Oxford’s professor Chris Butler, the joint chief investigator of the Principle trial, said his team hopes “to generate robust evidence to determine how effective the treatment is against Covid-19, and whether there are benefits or harms associated with its use.”
He said the drug is readily available on a global level and is well known to have a “good safety profile”.
Participants enrolled in the study will be randomly assigned a three-day course of ivermectin treatment.
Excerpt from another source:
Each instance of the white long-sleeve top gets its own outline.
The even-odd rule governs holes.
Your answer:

They will be followed-up for 28 days and will be compared with trialists who receive the usual standard of NHS care only.
Dr Stephen Griffin, a virologist at the University of Leeds, said the drug’s inclusion in the Principle trial “should provide a final answer to the questions over whether this drug might be repurposed as an antiviral targeting Sars-CoV-2”.
“Much like hydroxychloroquine before, there has been a considerable amount of off-label use of this drug, based primarily upon in vitro cell culture data,” he said.
“However, antiviral effects have only been demonstrated in such systems at concentrations much higher than those corresponding to routine anti-parasitic treatment.”
Ivermectin is the seventh treatment to be investigated by the Principle trial, and is being evaluated alongside the influenza antiviral favipiravir.
In April, researchers from the study found that budesonide, a medicine used for asthma, can shorten the recovery time of Covid-19 sufferers who do not need hospital treatment by an average of three days.
The readily available drug, administered via a cheap inhaler twice a day for up to 14 days, is being prescribed by GPs on a “case-by-case basis”, allowing doctors to treat Covid-19 patients at home.
Ivermectin’s admission to the Principle trial will be closely monitored by the government’s taskforce dedicated to searching and developing a new generation of drugs capable of treating people with coronavirus in their own homes.
The taskforce, modelled on the team responsible for the UK’s vaccine programme, is aiming to identify and support research into promising antiviral treatments that can reduce transmission and speed up recovery from Covid-19.
It’s hoped two effective treatments – offered in tablet form – will be made available to the public as early as autumn, providing Britain with “another layer of defence” alongside the vaccines in combating possible future waves and emerging variants, said Sir Patrick Vallance in April.